Responses by Xavier Cussó, designer, and Christian Macmillan, developer, Burundanga.Studio
Background: The purpose of this brand new portfolio site for visual designer and art director Xavier Cussó is to showcase Xavier’s ten years of global work experience and to give him more visibility, now that he is a fulltime freelancer. The site targets advertising and digital production agencies who might want to hire him.
Highlights: The variety and execution of the work shown in the project pages. At the same time, it was also important for us to figure out the right animations and transitions to enhance the overall experience. We paid special attention to creating an animated split-screen design for the homepage, a “work overview menu” and an “About page.” As for the design style, it’s a bold and colorful portfolio, with a branded pre-loader, big imagery and full-width titles.
Challenges: Actually making it happen! Both of us were fully employed and barely had time to focus on it consistently—what could have been a couple of months work turned into a scattered one and a half year’s worth of work. On the design side, it was finding and composing the right images for the project covers on the homepage, bearing in mind that they’d become full viewport images on a seamless transition to the project page.
Favorite details: There is a yellow ribbon on the “About page” calling for the freedom of Catalan politicians held in Spanish prisons or in exile for peacefully organizing a referendum. While this detail might prevent some people in Spain from hiring me, I still stand for my beliefs; denouncing such unfair situations is more important than business.

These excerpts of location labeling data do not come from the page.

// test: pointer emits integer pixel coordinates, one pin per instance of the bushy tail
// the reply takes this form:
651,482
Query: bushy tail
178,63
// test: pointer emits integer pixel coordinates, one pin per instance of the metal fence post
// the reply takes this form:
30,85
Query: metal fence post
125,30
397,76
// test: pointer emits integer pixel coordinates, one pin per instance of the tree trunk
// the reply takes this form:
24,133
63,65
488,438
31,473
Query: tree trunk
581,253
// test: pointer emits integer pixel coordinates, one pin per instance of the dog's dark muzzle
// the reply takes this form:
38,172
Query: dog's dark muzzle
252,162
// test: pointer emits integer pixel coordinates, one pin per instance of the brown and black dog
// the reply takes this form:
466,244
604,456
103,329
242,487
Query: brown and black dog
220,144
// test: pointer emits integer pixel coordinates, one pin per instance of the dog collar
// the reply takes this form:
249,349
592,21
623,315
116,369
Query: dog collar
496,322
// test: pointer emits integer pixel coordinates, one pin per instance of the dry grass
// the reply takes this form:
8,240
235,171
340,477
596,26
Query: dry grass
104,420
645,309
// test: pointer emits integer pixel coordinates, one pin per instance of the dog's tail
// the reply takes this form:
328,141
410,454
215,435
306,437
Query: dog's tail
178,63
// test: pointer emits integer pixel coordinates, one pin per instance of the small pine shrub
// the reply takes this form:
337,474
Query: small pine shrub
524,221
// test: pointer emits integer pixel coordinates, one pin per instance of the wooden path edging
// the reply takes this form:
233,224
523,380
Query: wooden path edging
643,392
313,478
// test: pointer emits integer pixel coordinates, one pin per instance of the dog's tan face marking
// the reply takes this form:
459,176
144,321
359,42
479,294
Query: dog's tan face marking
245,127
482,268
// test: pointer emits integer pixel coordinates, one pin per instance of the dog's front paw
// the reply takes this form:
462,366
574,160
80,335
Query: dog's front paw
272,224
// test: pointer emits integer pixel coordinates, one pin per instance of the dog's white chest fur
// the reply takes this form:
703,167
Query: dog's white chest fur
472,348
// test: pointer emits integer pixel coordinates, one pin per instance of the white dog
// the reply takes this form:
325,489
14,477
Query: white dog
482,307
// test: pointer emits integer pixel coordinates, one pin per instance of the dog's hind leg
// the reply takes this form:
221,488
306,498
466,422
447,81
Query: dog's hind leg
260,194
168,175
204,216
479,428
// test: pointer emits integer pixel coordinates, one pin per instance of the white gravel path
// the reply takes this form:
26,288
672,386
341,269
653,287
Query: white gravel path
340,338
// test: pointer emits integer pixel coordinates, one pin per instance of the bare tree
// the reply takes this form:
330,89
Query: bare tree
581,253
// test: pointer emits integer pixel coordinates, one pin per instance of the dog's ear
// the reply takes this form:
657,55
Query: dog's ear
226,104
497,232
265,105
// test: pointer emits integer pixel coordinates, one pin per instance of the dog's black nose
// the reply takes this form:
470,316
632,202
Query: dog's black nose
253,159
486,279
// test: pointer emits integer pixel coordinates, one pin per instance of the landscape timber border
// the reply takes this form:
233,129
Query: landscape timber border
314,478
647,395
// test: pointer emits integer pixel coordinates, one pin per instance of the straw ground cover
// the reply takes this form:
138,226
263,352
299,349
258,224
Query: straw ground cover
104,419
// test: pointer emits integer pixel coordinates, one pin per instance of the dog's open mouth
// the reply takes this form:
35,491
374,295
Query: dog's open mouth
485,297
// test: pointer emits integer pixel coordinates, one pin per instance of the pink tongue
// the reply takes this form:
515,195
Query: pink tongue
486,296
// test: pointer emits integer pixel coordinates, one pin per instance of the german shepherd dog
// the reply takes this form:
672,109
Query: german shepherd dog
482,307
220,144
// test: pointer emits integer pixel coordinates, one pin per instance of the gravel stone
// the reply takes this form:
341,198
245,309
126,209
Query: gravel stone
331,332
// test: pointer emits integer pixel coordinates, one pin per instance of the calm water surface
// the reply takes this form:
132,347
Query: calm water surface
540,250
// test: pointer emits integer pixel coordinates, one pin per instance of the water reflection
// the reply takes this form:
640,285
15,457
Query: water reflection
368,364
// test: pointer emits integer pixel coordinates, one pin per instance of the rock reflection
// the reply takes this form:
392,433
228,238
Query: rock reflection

Time constraints: Since my portfolio is a self-initiated project, we never had a strict deadline. It was turning into a never-ending story, so we decided in late 2017 to do a last sprint and finish it up as soon as we could. Since the site design, animation and performance were good on desktop and mobile for all browsers, we figured it was time to put it online.
Alternative approach: We would have used Vue js, but probably through Nuxt, which allows server-side rendering.